Le patriote et jeune nationaliste Sédratien, digne descendant du Cheikh Mohand Mokrani initiateur du soulèvement de 1871 en Kabylie contre l’occupant français.

Je l’ai bien connu. Il habitait à quelques dizaines de mètres de la maison de mon enfance chez les Madi. El Hadj Madi Hamada, l’un des premiers infirmiers de Sédrata, était son oncle maternel. 

Il a fait sa scolarité primaire dans son village natal, son cycle moyen au lycée Saint Augustin et son cycle secondaire dans un lycée de Constantine. C’était un brillant matheux, peut être l’un des meilleurs de Sédrata, m’a confié un de ses anciens amis. 

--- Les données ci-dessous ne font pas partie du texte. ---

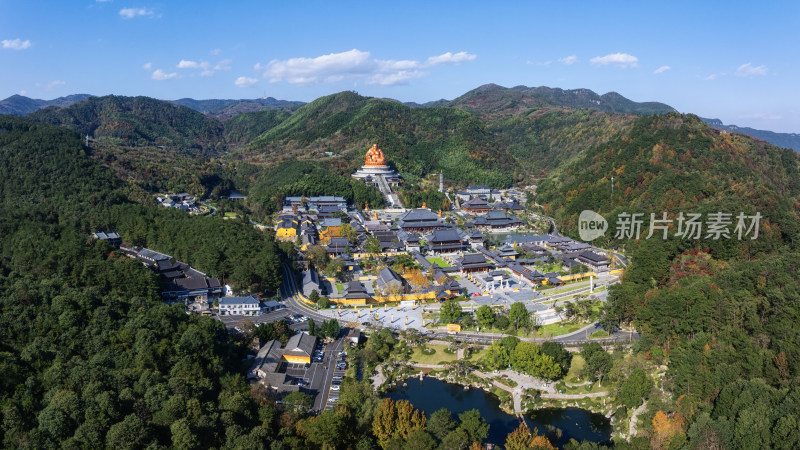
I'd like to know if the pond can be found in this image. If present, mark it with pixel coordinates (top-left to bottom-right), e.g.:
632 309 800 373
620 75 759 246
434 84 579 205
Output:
228 189 247 200
387 377 611 447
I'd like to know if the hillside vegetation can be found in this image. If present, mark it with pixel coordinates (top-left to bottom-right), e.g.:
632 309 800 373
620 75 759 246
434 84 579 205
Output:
30 95 223 154
538 114 800 448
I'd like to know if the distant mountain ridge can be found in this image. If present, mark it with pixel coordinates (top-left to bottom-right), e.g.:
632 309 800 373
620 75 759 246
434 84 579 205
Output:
447 84 676 115
28 95 223 152
0 94 91 116
170 97 305 120
700 117 800 152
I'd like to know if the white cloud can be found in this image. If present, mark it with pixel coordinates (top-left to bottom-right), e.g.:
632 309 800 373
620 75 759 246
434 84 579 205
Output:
264 49 374 84
589 53 639 69
558 55 578 66
233 77 258 88
425 52 477 67
260 49 476 86
175 59 231 77
0 39 31 50
734 63 767 77
367 70 425 86
152 69 178 81
739 113 783 120
119 8 153 19
176 59 202 69
45 80 67 90
653 66 672 75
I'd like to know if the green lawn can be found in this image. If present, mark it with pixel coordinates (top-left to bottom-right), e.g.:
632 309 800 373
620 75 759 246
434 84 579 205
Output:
425 256 450 267
564 353 586 383
410 344 458 364
537 322 589 336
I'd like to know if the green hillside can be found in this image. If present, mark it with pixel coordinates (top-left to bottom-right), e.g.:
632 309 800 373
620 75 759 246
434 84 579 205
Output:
30 95 223 153
537 114 800 448
247 92 514 186
225 110 291 147
448 84 675 115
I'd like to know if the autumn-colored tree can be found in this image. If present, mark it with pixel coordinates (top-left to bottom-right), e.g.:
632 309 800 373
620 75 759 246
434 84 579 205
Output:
506 423 555 450
372 398 425 447
403 269 431 292
506 423 533 450
531 436 555 450
650 410 686 448
372 398 396 445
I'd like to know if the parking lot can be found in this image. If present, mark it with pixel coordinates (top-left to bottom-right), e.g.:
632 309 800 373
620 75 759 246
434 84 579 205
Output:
214 308 308 331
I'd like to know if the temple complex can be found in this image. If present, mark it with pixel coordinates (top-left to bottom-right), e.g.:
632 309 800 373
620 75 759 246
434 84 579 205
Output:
353 144 403 186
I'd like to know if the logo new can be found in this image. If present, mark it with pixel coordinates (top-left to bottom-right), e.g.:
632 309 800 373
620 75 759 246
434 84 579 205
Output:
578 209 608 242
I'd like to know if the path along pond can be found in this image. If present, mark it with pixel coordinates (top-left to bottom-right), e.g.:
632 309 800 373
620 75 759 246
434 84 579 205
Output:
386 377 611 447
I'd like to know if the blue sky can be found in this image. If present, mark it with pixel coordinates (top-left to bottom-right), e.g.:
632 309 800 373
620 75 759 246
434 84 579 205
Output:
0 0 800 132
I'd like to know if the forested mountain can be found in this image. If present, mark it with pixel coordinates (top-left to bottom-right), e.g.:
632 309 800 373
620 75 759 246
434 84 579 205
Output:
225 109 291 147
30 95 223 153
703 119 800 152
0 94 91 116
0 116 280 448
246 92 514 186
447 84 675 114
172 97 303 120
538 114 800 448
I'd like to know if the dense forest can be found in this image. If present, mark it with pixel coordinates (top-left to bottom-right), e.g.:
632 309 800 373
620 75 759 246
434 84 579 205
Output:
0 83 800 449
537 114 800 448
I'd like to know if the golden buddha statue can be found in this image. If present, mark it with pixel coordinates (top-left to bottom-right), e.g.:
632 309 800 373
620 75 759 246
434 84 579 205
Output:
364 144 386 167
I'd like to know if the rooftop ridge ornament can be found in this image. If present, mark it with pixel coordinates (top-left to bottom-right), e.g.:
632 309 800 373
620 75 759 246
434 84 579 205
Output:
364 144 386 167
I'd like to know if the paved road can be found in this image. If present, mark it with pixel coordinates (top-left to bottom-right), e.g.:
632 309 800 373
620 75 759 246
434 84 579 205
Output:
309 337 347 413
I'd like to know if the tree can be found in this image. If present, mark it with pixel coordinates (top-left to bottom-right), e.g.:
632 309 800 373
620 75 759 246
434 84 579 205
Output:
308 245 331 271
308 318 318 336
364 236 383 255
281 391 314 418
319 319 341 338
508 302 531 330
475 305 494 329
458 409 489 442
439 428 470 450
169 417 200 449
483 342 509 370
581 342 613 380
425 408 456 440
303 410 352 448
499 336 520 355
106 414 151 449
542 341 572 378
494 314 511 330
506 423 533 450
403 428 436 450
322 258 344 278
617 368 653 408
439 298 461 323
372 398 425 448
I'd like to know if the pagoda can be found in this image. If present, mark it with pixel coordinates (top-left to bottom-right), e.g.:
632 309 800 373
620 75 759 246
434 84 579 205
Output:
353 144 402 185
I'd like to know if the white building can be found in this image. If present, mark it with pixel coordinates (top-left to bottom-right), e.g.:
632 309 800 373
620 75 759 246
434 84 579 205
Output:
219 295 261 316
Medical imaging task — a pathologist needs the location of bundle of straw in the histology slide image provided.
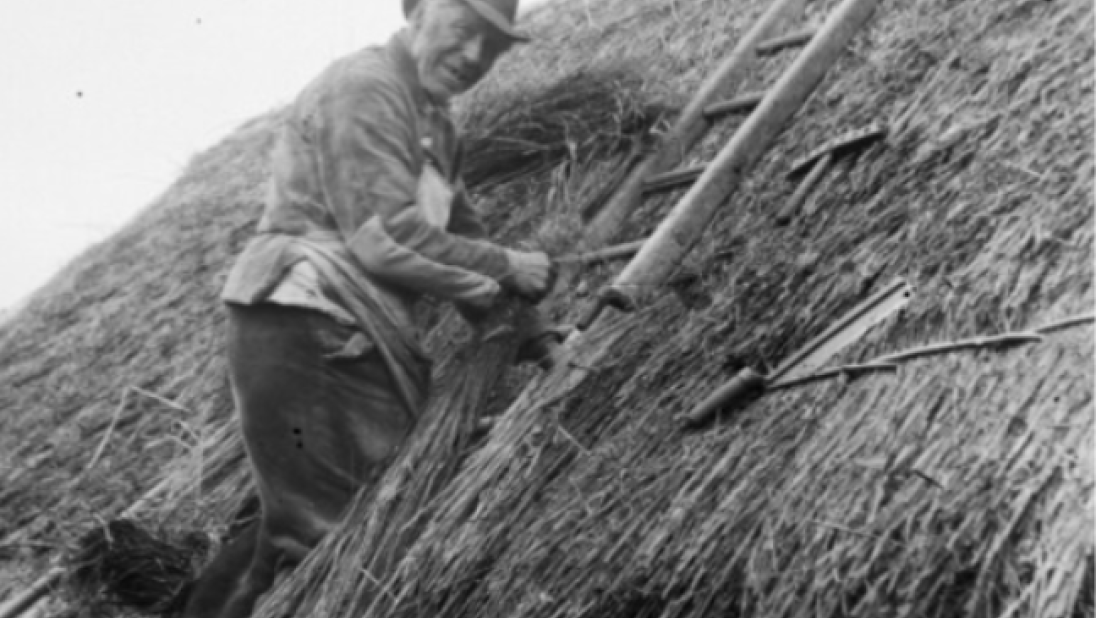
[69,519,210,614]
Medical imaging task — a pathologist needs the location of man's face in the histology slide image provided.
[411,0,513,100]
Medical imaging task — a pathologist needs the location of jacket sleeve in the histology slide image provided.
[316,70,509,300]
[448,181,495,240]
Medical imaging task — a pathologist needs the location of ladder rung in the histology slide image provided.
[704,92,765,121]
[757,27,818,54]
[643,165,707,194]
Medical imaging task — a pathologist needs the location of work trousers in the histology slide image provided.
[228,304,414,559]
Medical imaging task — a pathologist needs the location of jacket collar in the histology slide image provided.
[387,30,449,111]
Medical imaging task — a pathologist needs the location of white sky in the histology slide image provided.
[0,0,548,310]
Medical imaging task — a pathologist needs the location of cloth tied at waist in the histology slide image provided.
[222,231,431,419]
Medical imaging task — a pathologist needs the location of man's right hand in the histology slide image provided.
[500,249,557,304]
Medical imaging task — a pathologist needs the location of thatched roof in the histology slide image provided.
[0,0,1094,616]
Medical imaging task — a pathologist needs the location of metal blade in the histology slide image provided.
[769,279,913,386]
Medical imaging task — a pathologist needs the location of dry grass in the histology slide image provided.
[0,0,1094,617]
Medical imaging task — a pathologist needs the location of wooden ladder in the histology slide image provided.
[578,0,878,331]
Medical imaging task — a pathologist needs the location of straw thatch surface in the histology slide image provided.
[0,0,1094,616]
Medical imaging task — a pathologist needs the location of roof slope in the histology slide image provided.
[250,1,1093,617]
[0,0,1094,616]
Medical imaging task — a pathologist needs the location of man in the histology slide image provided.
[185,0,555,618]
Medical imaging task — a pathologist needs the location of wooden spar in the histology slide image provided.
[582,0,803,250]
[610,0,878,302]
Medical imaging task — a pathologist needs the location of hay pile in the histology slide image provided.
[465,69,669,191]
[69,519,210,615]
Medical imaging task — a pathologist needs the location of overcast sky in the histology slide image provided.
[0,0,548,309]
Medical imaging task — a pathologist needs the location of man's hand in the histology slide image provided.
[460,277,502,317]
[500,249,557,305]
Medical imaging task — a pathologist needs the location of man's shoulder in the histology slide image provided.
[307,46,407,101]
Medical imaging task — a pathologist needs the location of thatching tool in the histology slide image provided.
[555,239,647,266]
[776,124,887,226]
[684,279,913,427]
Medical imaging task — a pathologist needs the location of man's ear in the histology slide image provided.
[408,0,433,30]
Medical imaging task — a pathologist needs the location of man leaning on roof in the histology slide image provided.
[185,0,555,618]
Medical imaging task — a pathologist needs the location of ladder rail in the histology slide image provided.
[609,0,878,305]
[583,0,804,250]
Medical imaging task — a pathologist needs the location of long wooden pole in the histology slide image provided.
[610,0,878,309]
[583,0,803,250]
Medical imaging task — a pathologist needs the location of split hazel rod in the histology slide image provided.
[612,0,878,309]
[583,0,803,248]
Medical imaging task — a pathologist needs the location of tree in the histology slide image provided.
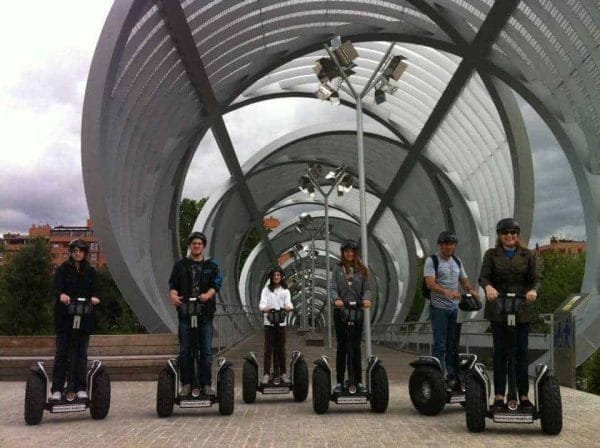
[94,267,146,334]
[179,198,208,254]
[0,238,54,335]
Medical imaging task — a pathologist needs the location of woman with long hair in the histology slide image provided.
[329,240,371,393]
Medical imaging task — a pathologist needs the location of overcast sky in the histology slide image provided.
[0,0,585,247]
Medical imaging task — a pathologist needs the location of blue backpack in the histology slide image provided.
[421,255,461,300]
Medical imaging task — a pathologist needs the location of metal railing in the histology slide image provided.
[371,314,554,368]
[213,303,262,354]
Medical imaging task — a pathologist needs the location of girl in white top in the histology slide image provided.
[258,266,294,383]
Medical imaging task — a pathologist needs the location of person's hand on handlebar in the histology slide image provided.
[169,289,183,306]
[525,289,537,302]
[485,285,498,302]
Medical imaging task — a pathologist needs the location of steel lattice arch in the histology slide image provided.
[82,0,600,362]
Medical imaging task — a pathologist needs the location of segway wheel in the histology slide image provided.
[371,365,390,413]
[465,374,487,432]
[156,368,175,417]
[25,372,46,425]
[90,369,110,420]
[242,360,258,403]
[217,367,235,415]
[313,366,331,414]
[292,358,308,402]
[539,376,562,436]
[408,366,447,415]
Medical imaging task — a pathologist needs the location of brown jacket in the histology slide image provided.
[479,247,541,323]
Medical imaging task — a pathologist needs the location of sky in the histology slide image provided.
[0,0,585,248]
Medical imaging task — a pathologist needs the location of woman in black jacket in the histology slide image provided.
[329,240,371,393]
[479,218,540,411]
[51,239,100,400]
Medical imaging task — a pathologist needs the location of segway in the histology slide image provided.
[242,310,308,403]
[312,301,389,414]
[156,297,234,417]
[408,294,481,416]
[465,293,562,435]
[25,297,110,425]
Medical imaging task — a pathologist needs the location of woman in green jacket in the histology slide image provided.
[479,218,540,410]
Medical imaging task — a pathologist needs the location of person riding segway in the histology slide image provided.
[312,240,389,414]
[25,239,110,425]
[156,232,234,417]
[242,266,308,403]
[465,218,562,435]
[408,231,481,415]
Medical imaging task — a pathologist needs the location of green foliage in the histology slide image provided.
[94,268,146,334]
[179,198,208,254]
[406,258,425,322]
[536,252,585,313]
[0,238,54,335]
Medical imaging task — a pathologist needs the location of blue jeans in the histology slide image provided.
[179,317,213,386]
[429,306,458,379]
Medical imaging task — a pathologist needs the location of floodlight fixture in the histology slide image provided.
[383,55,408,81]
[333,40,358,67]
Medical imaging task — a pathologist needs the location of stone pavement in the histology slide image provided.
[0,333,600,448]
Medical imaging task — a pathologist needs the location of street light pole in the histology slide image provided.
[324,42,396,357]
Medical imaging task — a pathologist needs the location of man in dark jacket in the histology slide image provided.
[51,239,100,400]
[169,232,222,395]
[479,218,540,411]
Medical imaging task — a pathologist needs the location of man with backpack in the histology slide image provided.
[423,231,479,388]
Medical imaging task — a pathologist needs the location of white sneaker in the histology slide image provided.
[179,384,192,397]
[77,390,87,400]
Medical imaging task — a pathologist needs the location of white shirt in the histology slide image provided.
[258,286,294,326]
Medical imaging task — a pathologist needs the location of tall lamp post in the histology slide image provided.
[300,163,352,348]
[314,40,407,357]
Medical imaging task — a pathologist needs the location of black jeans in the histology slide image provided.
[51,328,90,392]
[179,317,213,386]
[264,325,286,375]
[333,309,363,384]
[491,322,530,396]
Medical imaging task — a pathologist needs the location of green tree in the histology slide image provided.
[179,198,208,254]
[95,267,146,334]
[0,238,54,335]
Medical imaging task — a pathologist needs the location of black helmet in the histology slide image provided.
[188,232,206,246]
[438,230,458,244]
[496,218,521,233]
[69,238,90,254]
[340,240,358,252]
[458,295,481,311]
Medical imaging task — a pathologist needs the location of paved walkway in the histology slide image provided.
[0,333,600,448]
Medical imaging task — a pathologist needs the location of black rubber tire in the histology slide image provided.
[539,376,562,436]
[217,367,235,415]
[408,366,448,415]
[292,358,308,402]
[25,372,46,425]
[371,365,390,413]
[242,360,258,403]
[156,367,175,418]
[90,369,110,420]
[465,373,487,432]
[313,366,331,414]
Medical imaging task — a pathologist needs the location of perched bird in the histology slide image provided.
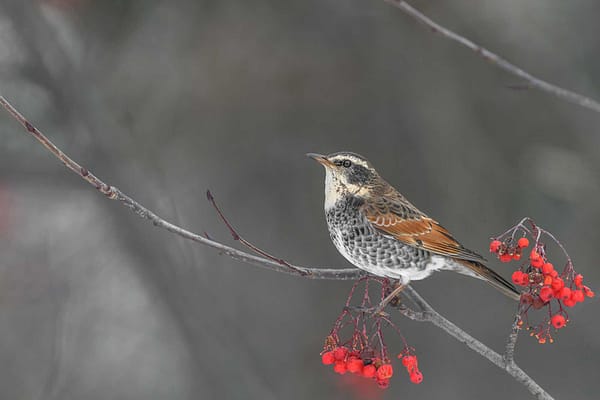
[307,152,519,300]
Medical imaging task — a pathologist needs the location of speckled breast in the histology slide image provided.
[325,197,431,280]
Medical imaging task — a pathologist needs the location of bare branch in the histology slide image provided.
[399,286,553,400]
[384,0,600,112]
[0,96,552,400]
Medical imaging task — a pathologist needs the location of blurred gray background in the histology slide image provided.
[0,0,600,400]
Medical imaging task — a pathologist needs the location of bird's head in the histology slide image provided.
[307,151,381,208]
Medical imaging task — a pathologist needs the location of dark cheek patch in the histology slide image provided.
[348,165,372,184]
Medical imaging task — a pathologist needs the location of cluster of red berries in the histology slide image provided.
[490,237,529,262]
[321,276,423,389]
[321,346,423,389]
[321,346,394,389]
[490,225,594,343]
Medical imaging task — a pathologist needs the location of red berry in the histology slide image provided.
[540,286,554,303]
[346,357,364,374]
[377,378,390,389]
[490,240,502,253]
[333,347,348,361]
[563,297,577,307]
[333,361,348,375]
[410,370,423,385]
[552,278,565,290]
[529,258,544,268]
[558,287,571,300]
[551,314,567,329]
[363,364,377,378]
[521,272,529,286]
[542,263,554,275]
[402,356,417,371]
[321,351,335,365]
[377,364,394,379]
[571,289,585,303]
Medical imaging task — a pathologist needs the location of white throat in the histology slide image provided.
[325,168,340,211]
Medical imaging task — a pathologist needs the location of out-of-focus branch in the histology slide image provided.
[384,0,600,112]
[0,96,552,400]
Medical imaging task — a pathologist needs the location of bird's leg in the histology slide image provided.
[373,283,406,314]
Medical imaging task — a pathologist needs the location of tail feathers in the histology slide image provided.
[456,260,521,300]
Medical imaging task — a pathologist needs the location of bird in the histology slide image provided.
[306,151,520,306]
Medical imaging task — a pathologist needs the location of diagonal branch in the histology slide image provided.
[0,96,552,400]
[384,0,600,112]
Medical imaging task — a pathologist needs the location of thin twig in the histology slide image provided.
[384,0,600,112]
[400,285,553,400]
[206,190,306,276]
[0,96,552,400]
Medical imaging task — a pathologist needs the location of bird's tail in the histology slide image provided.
[456,260,521,300]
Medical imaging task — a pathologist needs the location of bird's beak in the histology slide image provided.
[306,153,335,167]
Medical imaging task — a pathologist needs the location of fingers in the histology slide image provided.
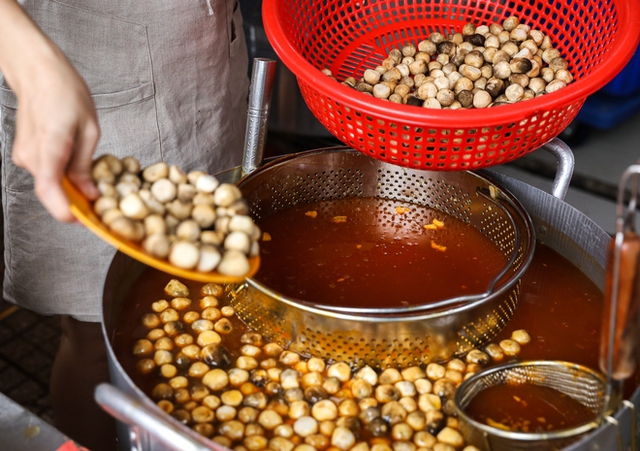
[67,116,100,200]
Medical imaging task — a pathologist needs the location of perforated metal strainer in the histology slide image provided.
[454,361,617,451]
[232,148,534,367]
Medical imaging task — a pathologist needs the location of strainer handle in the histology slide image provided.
[542,138,575,200]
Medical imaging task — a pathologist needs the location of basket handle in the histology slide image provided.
[542,138,575,200]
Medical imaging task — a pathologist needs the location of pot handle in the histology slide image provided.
[94,383,225,451]
[542,138,575,200]
[242,58,276,175]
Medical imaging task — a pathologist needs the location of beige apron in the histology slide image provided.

Lorsqu’il venait en vacances, j’avais beaucoup de plaisir à discuter avec lui. Il était très affable et d’une grande gentillesse. Il avait un humour très fin et très particulier. Il tenait, je crois, cet humour de son oncle El Hadj Hamada et de ses nombreux séjours en Tunisie. Il nous apprenait, nous les enfants du quartier, beaucoup de choses intéressantes. C’était pour nous une fenêtre ouverte sur le monde. Il nous entretenait de la ville de Bône, de Constantine et des villes qu’il avait visitées dans le cadre de ses études et de son travail. Ainsi il nous faisait voyager à travers ses histoires les unes plus instructives que les autres. C’était un mélomane éclectique. Il appréciait aussi bien la diva égyptienne Oum Kaltoum que le chanteur poète Georges Brassens. 

En 1956, il déserta les bancs du lycée en participant à la grève des étudiants décrétée par le FLN.

Un jour, le redoutable et redouté commandant Géraud, qui l’avait à l’œil, passa par notre quartier dans sa jeep. Ce sinistre officier français obligeait tous les civils à se mettre au garde à vous à son passage et à le saluer militairement. Yacine négligea volontairement de le faire. Son grand-père, Si Khalifa, ayant appris cela, obligea son petit fils à monter au maquis le jour même pour échapper aux représailles du commandant Géraud qui était sans pitié pour les jeunes Algériens récalcitrants car il voyait toujours en eux de futurs maquisards. 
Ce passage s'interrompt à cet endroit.